On The Big Bang, Music, and Beauty
Widely considered the greatest theoretical physicist in the world, Dr. Witten shares his perspective on the beauty of physics.
Interview by Nick Antoine
Q. What impact do the recent findings about the Big Bang and Inflation have on your work?
A. At the moment, there are questions about whether the recent findings will really hold up, or whether what was reported was an effect of dust in our galaxy. However, if the findings do hold up, they are remarkable evidence of an effect of quantum gravity and they give much tangible motivation for the quest to understand quantum gravity, which is what string theorists are engaged in. Also, this relatively large effect gives some hope that eventually it will be possible to obtain more precise clues about the workings of quantum gravity from future observations.
If your work is proven true, what are the consequences for everyday life?
Learning about string theory is like learning about a distant galaxy.

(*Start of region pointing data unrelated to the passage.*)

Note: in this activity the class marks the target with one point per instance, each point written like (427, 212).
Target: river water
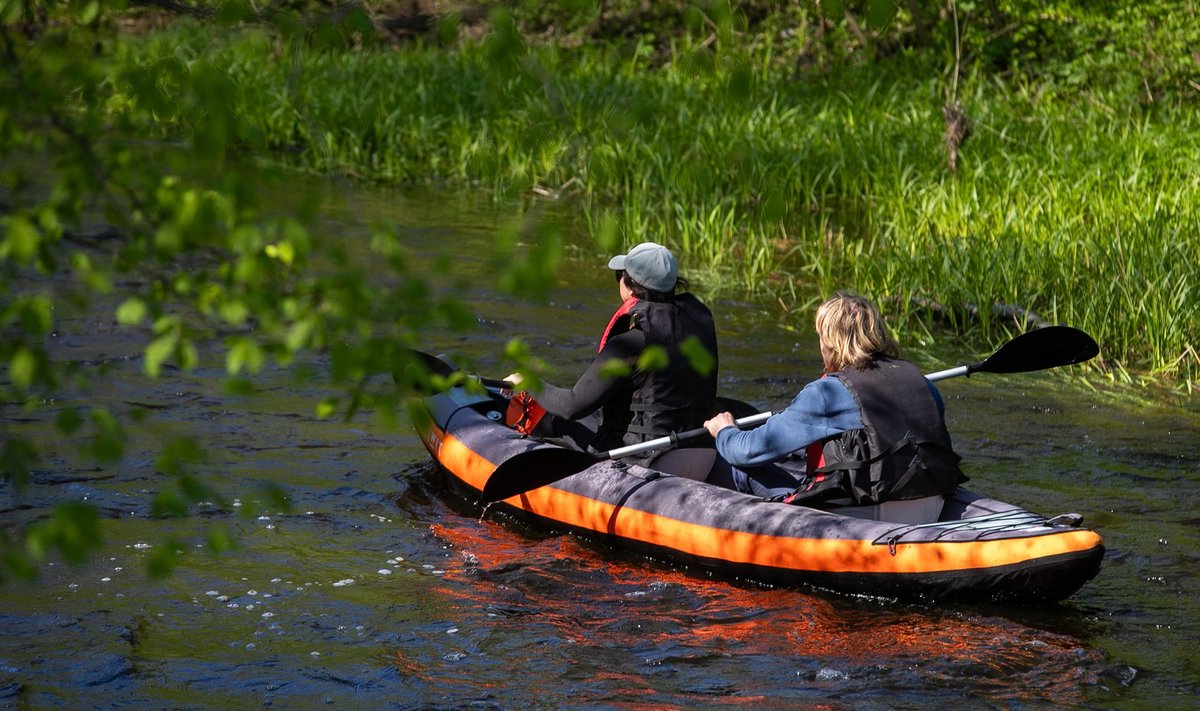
(379, 589)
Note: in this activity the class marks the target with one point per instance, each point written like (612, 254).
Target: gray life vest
(901, 452)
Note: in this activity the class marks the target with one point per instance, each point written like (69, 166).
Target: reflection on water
(378, 589)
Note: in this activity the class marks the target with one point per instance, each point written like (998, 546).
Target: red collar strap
(624, 309)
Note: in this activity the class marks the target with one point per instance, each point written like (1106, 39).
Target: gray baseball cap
(649, 264)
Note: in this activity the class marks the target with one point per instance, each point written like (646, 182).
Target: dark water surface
(378, 589)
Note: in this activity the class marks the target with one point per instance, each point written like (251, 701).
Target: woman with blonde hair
(869, 431)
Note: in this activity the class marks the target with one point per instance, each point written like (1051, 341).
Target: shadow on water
(378, 587)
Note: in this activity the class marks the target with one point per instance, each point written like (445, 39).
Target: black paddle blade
(412, 369)
(529, 470)
(1038, 350)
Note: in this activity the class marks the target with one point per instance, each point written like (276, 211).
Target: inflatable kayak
(977, 549)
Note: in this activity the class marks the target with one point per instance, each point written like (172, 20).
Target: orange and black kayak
(978, 549)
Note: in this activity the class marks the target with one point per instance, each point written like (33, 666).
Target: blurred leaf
(23, 368)
(22, 240)
(880, 13)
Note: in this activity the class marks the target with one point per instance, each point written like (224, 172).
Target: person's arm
(821, 410)
(594, 387)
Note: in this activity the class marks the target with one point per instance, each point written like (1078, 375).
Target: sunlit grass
(1080, 208)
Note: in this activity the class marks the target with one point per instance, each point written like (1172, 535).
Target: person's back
(677, 394)
(645, 396)
(873, 429)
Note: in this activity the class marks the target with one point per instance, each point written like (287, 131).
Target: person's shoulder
(828, 386)
(624, 344)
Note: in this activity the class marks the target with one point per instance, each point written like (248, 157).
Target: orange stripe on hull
(771, 551)
(797, 554)
(466, 464)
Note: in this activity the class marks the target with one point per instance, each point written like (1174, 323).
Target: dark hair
(646, 294)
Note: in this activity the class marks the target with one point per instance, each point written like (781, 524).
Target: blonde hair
(852, 333)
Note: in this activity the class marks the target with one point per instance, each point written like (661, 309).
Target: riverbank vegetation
(985, 166)
(990, 177)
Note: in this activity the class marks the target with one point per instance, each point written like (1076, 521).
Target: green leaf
(23, 368)
(697, 356)
(89, 12)
(22, 240)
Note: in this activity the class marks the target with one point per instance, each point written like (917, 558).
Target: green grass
(1080, 204)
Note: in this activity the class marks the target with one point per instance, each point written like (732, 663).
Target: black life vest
(901, 452)
(673, 399)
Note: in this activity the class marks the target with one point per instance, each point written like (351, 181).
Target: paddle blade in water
(1038, 350)
(534, 468)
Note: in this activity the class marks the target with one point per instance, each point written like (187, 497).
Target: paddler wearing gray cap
(616, 401)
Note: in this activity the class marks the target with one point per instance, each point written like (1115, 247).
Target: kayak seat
(691, 462)
(910, 511)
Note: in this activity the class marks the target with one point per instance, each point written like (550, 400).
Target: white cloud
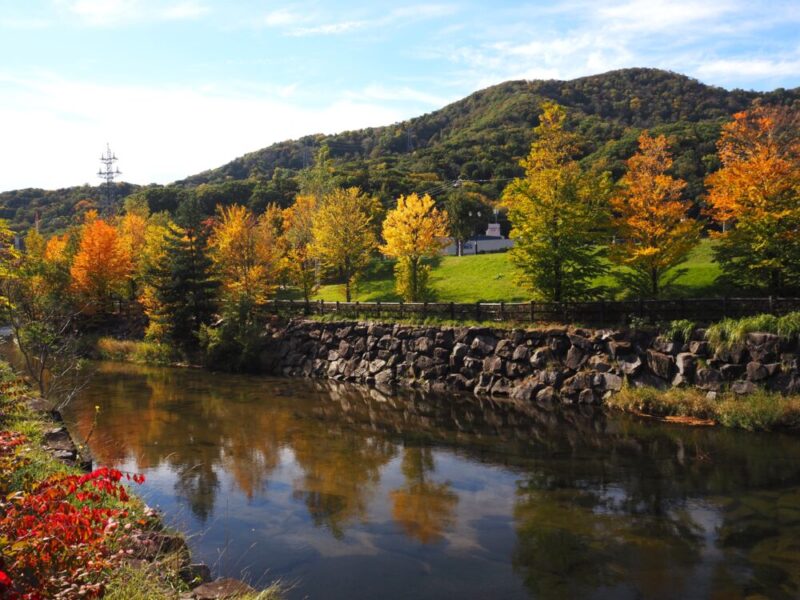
(159, 133)
(101, 13)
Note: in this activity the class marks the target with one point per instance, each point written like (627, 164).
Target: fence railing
(700, 310)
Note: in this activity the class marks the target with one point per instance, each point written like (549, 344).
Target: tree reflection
(424, 509)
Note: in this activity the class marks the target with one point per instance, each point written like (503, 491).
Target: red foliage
(57, 539)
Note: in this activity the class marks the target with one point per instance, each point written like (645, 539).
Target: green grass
(492, 278)
(759, 411)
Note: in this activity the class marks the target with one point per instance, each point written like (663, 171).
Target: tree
(344, 236)
(756, 196)
(558, 211)
(656, 234)
(414, 230)
(466, 214)
(102, 264)
(182, 290)
(244, 250)
(298, 234)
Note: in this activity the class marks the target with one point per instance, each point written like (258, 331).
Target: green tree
(558, 213)
(184, 289)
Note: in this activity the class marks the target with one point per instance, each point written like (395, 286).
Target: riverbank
(69, 531)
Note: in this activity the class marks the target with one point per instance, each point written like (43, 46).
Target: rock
(483, 345)
(521, 354)
(743, 388)
(195, 573)
(424, 345)
(222, 588)
(708, 379)
(493, 364)
(630, 364)
(540, 358)
(756, 371)
(587, 397)
(701, 349)
(547, 394)
(504, 349)
(662, 365)
(527, 390)
(575, 358)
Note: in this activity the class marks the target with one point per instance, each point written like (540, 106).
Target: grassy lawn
(492, 278)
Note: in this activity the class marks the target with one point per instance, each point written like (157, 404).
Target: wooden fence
(599, 313)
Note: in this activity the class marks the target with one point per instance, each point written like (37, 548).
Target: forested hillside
(478, 139)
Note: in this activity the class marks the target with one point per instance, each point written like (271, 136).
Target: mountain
(480, 138)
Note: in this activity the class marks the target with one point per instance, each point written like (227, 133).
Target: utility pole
(108, 173)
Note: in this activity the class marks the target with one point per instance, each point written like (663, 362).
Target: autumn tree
(344, 234)
(244, 249)
(756, 196)
(650, 218)
(102, 265)
(298, 234)
(558, 212)
(181, 290)
(414, 230)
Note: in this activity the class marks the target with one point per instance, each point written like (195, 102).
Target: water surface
(348, 493)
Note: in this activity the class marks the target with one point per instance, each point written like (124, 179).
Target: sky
(180, 86)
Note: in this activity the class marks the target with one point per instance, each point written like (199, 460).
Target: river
(345, 493)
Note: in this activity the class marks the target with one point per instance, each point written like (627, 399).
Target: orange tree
(414, 230)
(756, 196)
(656, 234)
(102, 265)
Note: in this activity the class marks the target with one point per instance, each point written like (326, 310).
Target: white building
(493, 241)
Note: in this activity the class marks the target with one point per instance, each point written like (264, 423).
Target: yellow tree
(414, 230)
(344, 236)
(244, 249)
(298, 234)
(558, 212)
(102, 265)
(756, 196)
(650, 218)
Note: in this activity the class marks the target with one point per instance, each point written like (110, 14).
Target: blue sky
(178, 86)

It is interesting, and the new understanding enriches our lives.
What do you think the world's willingness to spend a reported $10 billion on the Large Hadron Collider says about human nature?
I think people really care about the results obtained by scientists, partly of course because of the practical applications of scientific work, but not only. Many of our fellow citizens are truly interested in the things that scientists learn about the universe, whether it is discovering the Higgs [boson] particle at a high-energy collider, observing a distant galaxy, or trying to understand the fundamentals of quantum gravity.

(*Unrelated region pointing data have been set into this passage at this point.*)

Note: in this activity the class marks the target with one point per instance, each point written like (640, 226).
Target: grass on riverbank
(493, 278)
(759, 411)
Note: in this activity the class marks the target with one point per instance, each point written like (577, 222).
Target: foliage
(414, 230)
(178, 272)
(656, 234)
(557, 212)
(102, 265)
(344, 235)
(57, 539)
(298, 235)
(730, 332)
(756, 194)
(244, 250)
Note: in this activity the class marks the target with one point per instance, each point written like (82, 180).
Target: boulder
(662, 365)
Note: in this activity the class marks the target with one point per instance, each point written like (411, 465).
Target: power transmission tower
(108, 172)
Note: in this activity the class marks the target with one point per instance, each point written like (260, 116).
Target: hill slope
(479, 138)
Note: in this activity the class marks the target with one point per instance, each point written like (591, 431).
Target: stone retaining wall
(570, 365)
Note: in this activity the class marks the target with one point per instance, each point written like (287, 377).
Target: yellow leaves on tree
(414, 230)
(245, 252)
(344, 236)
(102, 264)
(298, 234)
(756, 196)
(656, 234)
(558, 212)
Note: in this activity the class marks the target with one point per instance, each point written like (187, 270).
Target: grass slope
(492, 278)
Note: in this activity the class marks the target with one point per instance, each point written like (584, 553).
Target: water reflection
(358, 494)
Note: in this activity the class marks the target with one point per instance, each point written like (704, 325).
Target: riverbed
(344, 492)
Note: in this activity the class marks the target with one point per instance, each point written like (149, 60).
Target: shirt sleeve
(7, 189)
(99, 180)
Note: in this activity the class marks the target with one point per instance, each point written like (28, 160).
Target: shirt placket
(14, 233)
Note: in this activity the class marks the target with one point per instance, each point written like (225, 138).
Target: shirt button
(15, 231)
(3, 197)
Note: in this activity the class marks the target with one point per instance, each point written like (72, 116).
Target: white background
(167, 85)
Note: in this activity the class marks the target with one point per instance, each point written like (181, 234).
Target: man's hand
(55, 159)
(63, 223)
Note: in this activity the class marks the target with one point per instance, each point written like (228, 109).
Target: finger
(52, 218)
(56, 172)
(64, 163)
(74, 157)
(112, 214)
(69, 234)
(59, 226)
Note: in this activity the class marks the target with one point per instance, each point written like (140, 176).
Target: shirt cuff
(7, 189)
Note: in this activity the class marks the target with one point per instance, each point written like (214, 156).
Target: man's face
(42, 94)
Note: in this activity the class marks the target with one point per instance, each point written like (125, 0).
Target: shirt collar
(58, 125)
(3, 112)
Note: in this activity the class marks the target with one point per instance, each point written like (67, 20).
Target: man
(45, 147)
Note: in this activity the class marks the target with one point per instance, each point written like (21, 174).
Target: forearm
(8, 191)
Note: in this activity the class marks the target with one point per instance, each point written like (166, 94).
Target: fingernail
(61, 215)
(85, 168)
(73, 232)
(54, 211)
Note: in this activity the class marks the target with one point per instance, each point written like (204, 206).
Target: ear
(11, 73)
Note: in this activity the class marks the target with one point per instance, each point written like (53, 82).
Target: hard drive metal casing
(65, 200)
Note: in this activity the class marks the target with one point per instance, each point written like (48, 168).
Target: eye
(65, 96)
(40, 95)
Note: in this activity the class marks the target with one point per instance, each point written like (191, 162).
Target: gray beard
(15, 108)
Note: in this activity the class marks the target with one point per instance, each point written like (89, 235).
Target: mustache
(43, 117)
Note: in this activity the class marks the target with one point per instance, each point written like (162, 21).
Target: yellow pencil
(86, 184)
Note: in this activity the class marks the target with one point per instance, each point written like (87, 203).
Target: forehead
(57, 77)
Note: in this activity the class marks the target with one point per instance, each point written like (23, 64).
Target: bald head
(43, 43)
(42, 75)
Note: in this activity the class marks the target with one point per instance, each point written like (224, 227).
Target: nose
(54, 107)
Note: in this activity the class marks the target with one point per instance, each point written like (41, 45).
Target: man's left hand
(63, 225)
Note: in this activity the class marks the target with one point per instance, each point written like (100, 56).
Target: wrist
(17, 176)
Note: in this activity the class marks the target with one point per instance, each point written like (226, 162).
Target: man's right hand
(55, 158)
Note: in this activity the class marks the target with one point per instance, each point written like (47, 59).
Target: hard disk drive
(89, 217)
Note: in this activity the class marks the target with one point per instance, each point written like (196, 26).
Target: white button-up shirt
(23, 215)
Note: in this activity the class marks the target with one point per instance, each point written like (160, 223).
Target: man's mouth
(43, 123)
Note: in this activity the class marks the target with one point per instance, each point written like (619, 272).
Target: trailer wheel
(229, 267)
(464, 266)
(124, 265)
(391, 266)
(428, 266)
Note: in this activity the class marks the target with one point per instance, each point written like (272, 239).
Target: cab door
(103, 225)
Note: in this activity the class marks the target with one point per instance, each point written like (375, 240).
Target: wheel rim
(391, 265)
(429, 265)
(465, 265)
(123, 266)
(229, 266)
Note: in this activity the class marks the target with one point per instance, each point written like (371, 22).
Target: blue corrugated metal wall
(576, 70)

What motivates you to do what you do?
The topics I work on are fascinating. Modern ideas in physics and mathematics have a beauty that, to one who has experienced it, is just as real as the beauty of music.

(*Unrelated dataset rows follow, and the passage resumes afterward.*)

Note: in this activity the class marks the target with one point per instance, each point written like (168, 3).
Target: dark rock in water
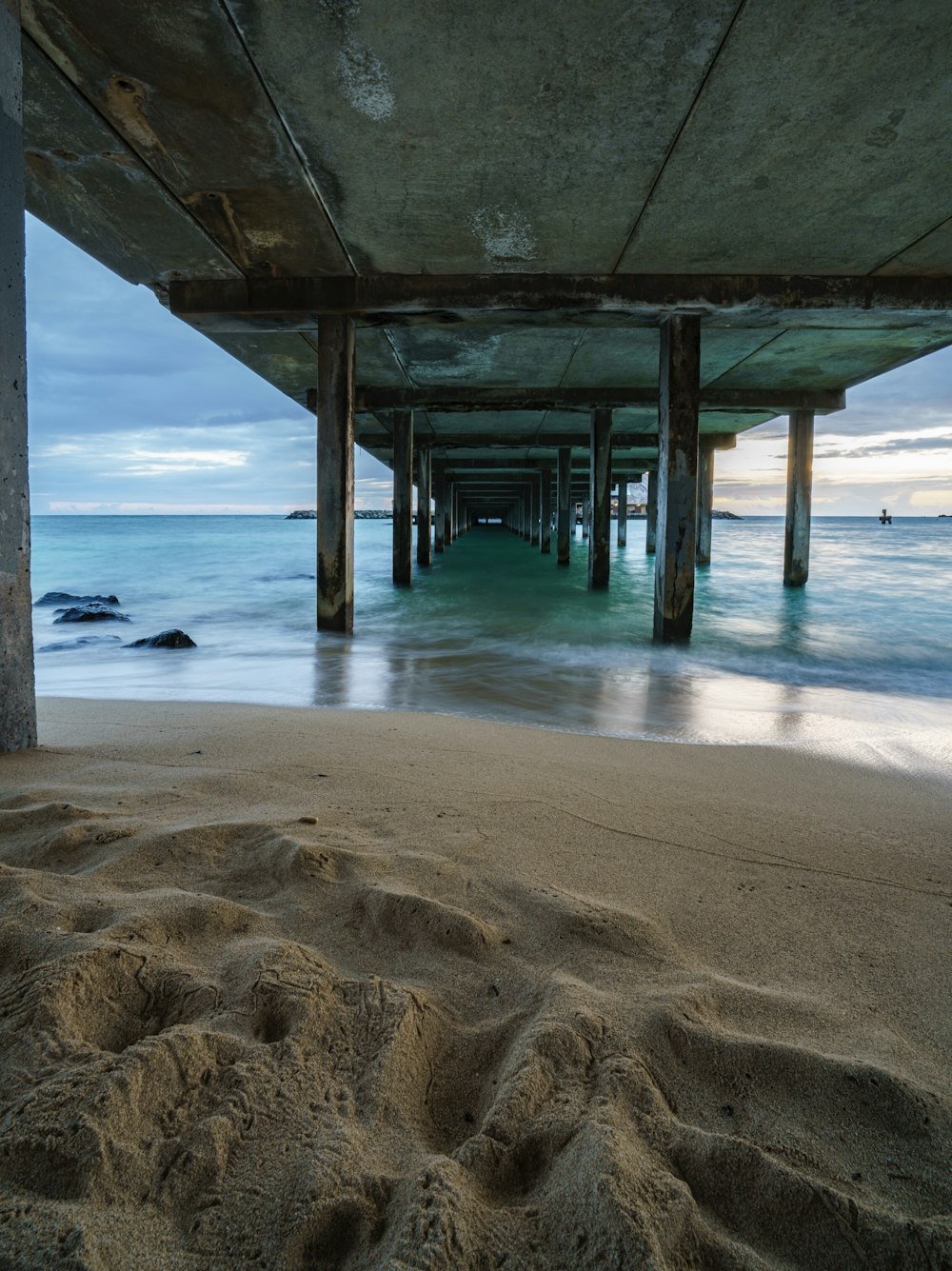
(64, 645)
(64, 598)
(94, 611)
(171, 638)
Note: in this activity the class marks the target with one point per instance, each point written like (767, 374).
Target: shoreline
(298, 983)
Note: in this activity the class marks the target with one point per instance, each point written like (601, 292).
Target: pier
(511, 318)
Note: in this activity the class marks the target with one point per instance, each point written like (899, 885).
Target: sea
(858, 664)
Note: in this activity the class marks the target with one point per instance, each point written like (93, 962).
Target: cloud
(129, 407)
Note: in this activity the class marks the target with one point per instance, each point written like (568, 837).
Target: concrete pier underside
(268, 168)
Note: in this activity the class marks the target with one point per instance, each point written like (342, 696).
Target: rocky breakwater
(91, 609)
(367, 514)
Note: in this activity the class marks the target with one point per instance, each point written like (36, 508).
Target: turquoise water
(862, 657)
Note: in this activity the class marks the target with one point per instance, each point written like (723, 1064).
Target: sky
(133, 412)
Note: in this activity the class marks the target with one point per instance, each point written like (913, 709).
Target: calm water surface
(858, 663)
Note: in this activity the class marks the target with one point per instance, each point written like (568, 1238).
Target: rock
(64, 645)
(64, 598)
(93, 611)
(171, 638)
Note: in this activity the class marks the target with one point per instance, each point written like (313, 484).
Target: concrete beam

For a recount of the recent discoveries in Inflation Theory and the Big Bang, see the New York Times' coverage here.
Originally published May 16, 2014.
Dr. Edward Witten is the Charles Simonyi Professor of Mathematical Physics at the Institute for Advanced Study. He is best known for his research on string theory and is, according to TIME Magazine, often considered the greatest theoretical physicist in the world. He has received numerous awards for his work including a MacArthur Fellowship, the Einstein Medal, and the Fields Medal.